A pilot proved that 98% of images were good enough quality for consultants to make management decisions for patients based on the imagery alone.
For patients the pilot has demonstrated dramatic time saving and reduction in delays to treatment. Patients with potentially cancerous eyelid lesions attend the one-stop biopsy clinic where they are examined, photographed, and either monitored, or have the lesion removed and biopsied. Previously, this required visiting a formal imaging suite with the whole process taking around 43 minutes causing delays to treatment in 6% of cases. Clinical safety concerns were also raised if patients needed to visit multiple sites for photography facilities. The pilot saw healthcare assistants securely take BYOD photographs of the eyelid lesions within the clinic taking only 23 seconds per photograph.
Patient feedback demonstrated that they thought it was important for their condition to be documented and monitored using photographs, 76% preferred the new service to attending the imaging suite. As a result of the outcomes of the pilot, BYOD photography is now the standard clinical pathway in these clinics. And the benefits are spreading wider with conversations underway with teams in six units spanning four counties, to explore BYOD imaging solutions in their Trusts.
Another pilot as part of the Topol Digital Fellowship was through glaucoma diagnostic clinics with the aim of reducing backlogs and burden on consultant-led clinics. Patients attend these clinics for a short appointment to undergo a series of tests which are reviewed later by specialist consultants. In the pilot, technicians in the diagnostic clinics took BYOD photographs of low-risk glaucoma patients with consultants reviewing the images remotely alongside other tests with the results showing the images were extremely clear at 94%. The images also resulted in nearly a quarter of cases with a changed management outcome, allowing early intervention in 15%, identifying cataract in 4% and supporting community discharge in 5% of cases.

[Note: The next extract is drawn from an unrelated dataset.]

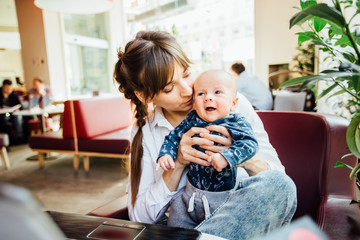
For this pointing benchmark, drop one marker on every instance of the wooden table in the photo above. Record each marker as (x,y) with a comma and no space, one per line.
(78,226)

The clinician and patient benefits haven’t stopped there as other ophthalmic sub-specialties, including ocular oncology (cancer) and sclerites teams are now setting up their own BYOD photography services due to the benefits in time-efficiency and accurate clinical monitoring demonstrated.
The secure sharing of images has also created benefits outside ophthalmic clinics with remote decision making in emergency care. Caroline ran a BYOD photography pilot in Moorfields 24-hour walk-in emergency eye service after more than nine in ten doctors said they would feel more confident with out-of-hours remote decision-making if they could share patient photographs. During the pilot, the on-site junior clinicians securely shared ophthalmic photographs when phoning senior clinicians for advice on patient management resulting in a third of patients saved a repeat attendance in hours. One patient also avoided an invasive procedure, when the photograph excluded a sight-threatening infection. In a follow-up clinician survey, 82% felt photographs clarified the patient presentation. This has also had the added benefit of creating informal teaching and knowledge sharing with 82% feeling photographs provided informal teaching opportunities. The benefits have also spread further than Moorfields Eye Hospital with two regional hospitals approaching the team for advice and training on securely sharing BYOD photographs to support their non-resident emergency ophthalmic care services.
The hardware innovation has seen a massive potential cost reduction from more than £25,000 for a traditional slit lamp SLR camera to a smart phone and a £115 magnification attachment and now a personal smart phone with a built-in optical zoom lens. The software solution is still going through improvements with a first iteration using the secure NHS and information governance-approved application exporting via an NHS.net email account then to a patient record to photography direct into patient records using a secure BYOD-WIFI network. And there’s been a drop from a 23 mouse-click process to just 10 clicks also removing the problem of unidentifiable images and the requirement for lots of staff members.
Caroline also looked beyond costs, efficiency and ophthalmic clinician and patient benefits to understand that staff engagement is a key factor when identifying potential barriers to introducing new innovations and scaling up a solution.
Caroline adds: “This innovation solution can be scaled anywhere in the world due to low cost and the ubiquity of smartphones. I’ve been told this could be a game-changer which I’m particularly proud of. There will come a time where we will not believe we relied on sketches.”